Over on my friend and neighbor's HenCam.com (which is a fantastic resource for all things chicken-keeping related, and voted one of the internet's best time-sinks by Country Living and BBC or some such), I shared some thoughts on what we're doing about our flock of chickens this year, and why.
Since it is a natural follow on to my last post, I thought I'd reproduce it here as well.
How many new chicks to get this year has been the topic of much conversation at our house lately – we’ve just put in our spring order (chicks arrive in April). The primary purposes of our flock are to 1) provide a living lesson in business and the care of animals for the children (they sell the eggs) and 2) to keep me amused.
Whether you're an old hand at chicken-keeping, or just thinking about getting a couple of birds for the first time - knowing why you're getting them should certainly be an important part of your breed selection.
With our goals in mind, I always am looking for: a) a steady supply of eggs, and b) a good variety of hens (both egg & feather color).

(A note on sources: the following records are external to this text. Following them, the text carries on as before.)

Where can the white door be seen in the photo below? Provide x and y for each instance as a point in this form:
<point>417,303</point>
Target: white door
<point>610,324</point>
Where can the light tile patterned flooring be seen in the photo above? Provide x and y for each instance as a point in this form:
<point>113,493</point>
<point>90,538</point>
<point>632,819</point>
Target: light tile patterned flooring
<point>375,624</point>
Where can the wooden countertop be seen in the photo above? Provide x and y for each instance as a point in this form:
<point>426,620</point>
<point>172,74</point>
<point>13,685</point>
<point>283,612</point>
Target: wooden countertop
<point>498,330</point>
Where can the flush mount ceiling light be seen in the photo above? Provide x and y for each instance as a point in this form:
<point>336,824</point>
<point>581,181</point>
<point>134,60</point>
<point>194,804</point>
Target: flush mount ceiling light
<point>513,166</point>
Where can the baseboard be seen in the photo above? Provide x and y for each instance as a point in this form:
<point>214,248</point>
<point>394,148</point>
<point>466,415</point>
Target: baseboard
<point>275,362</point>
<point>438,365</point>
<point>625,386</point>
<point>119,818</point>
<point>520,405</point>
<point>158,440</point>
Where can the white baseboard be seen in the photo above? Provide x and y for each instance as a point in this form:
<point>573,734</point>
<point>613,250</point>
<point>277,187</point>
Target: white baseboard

I’ve got a no [boys/feathered feet/feathered heads] rule, just because I’m a low maintenance (i.e. “lazy”) kind of chicken farmer. (Roosters make noise that annoy me/the neighbors. Feathered feet and the crazy feathered-headgear birds like Polish hens are high maintenance in care/trimming to keep healthy that I'm not willing to invest time in).
I’ve also generally shied away from bantam (think: miniature chickens) breeds because I feel bad about the kids selling smaller eggs.
To maintain a flock of around 25 reasonably productive hens, I’ve found that we need to order/replenish about 5-10 hens a year.
Predators generally account for about 2/3rds of our loss (hawks, raccoons, possums, fisher cats) (but mostly hawks), which is just part of the life and risk that comes with free-range chicken keeping. Plus: while we have been lucky/careful enough to avoid any other serious issues, we always lose a couple per year to other natural causes (egg bound, cancer, etc).
Then there was the rooster that showed up in last year’s order. He ended up on the dinner table (see the “no boys” rule above).
Chickens can live to be 15+ years old with a luck and a (more than) a bit of care, and our oldest hens are about 4 years old. But they start to slow down in laying after a while, and because of their vulnerabilty to anything with a beak, claw or teeth and their tendency to go from perfectly healthy to death's door with very few indicators, the numbers of backyard chickens that make it into the 5+ age range are definitely a minority. We've also always been pretty pragmatic about our hens: they're not pets; they're production livestock. So with the rare exception that displayed a bit more personality, we take very few extraordinary measures to extend the lives of our birds. (e.g. none of them have ever been crated for a trip to our veterinarian).
This year, the Critter and I settled on 10-ish as the magic number. I have bought small lots of pullets (young hens just about ready to start laying) from local(-ish) folks (my bride’s preference), but I was looking for a little more variety this order. And I kind of like getting them as chicks. The kids love that part of the process. However, this limits the places I can order or buy the hens to a very few sellers unless I find someone to share an order. I figured I’d go ahead and try MyPetChicken.com – I’ve heard mixed reviews, and the cost/chicken is relatively high, but they do offer vaccinated chicks and have a respectable selection, so I’m willing to give it a try.
I think we’ve had around 15 different breeds at this point. I don’t like to have just 1 of any bird generally, so that was a factor as well. We spent some time talking about which chickens had been our favorite and why, and which we were willing to try out and ended up with the following:
- (2) Silver spangled Hamburgs (we just lost our last one to natural causes a couple of weeks ago. We’ve had 5 or 6 over the years. They’re not very friendly – they don’t even socialize well with other chickens – but they are pretty to look at.
- (1) Rhode Island Red (great bird, but a little dominant, as you mentioned)
- (1) Australorp (Always try and keep a few of these in the flock)
- (1) white Plymouth Rock (we haven’t had an all-white hen in a couple of years. This was a special request from the Critter. We’ve got another RIR, so this will be the only ‘single’ in the flock)
- (2) silver Lakenvelder (We’ve never had these before, and selected them just because they looked pretty in the catalog)
For the first time, I’ve also ordered a couple of Golden Sebright bantam hens. We’ll keep back the smaller eggs for our own consumption, and I thought it’d be fun to mix it up a bit.
This will take us up to 30 birds total, but I’m planning to re-design and build an expanded coop this summer. Plus, my experience is that you lose up to 10-15% of chicks in the first 6-9 months (they get sick/die after shipping issues, or they're bred weak, or other random chicken issues). Combine with expected attrition of the current flock, and this should keep our numbers relatively steady on average, and the birds happy.
By the way, introducing new birds to an existing flock is a bit of a trick. (We lost a couple of adolescent hens to bullying from the older girls before we got the hang of it). Terry's got a good reference with some ideas here. I'll post our method (which has consistently worked for the last 3 batches of new birds) later in the spring.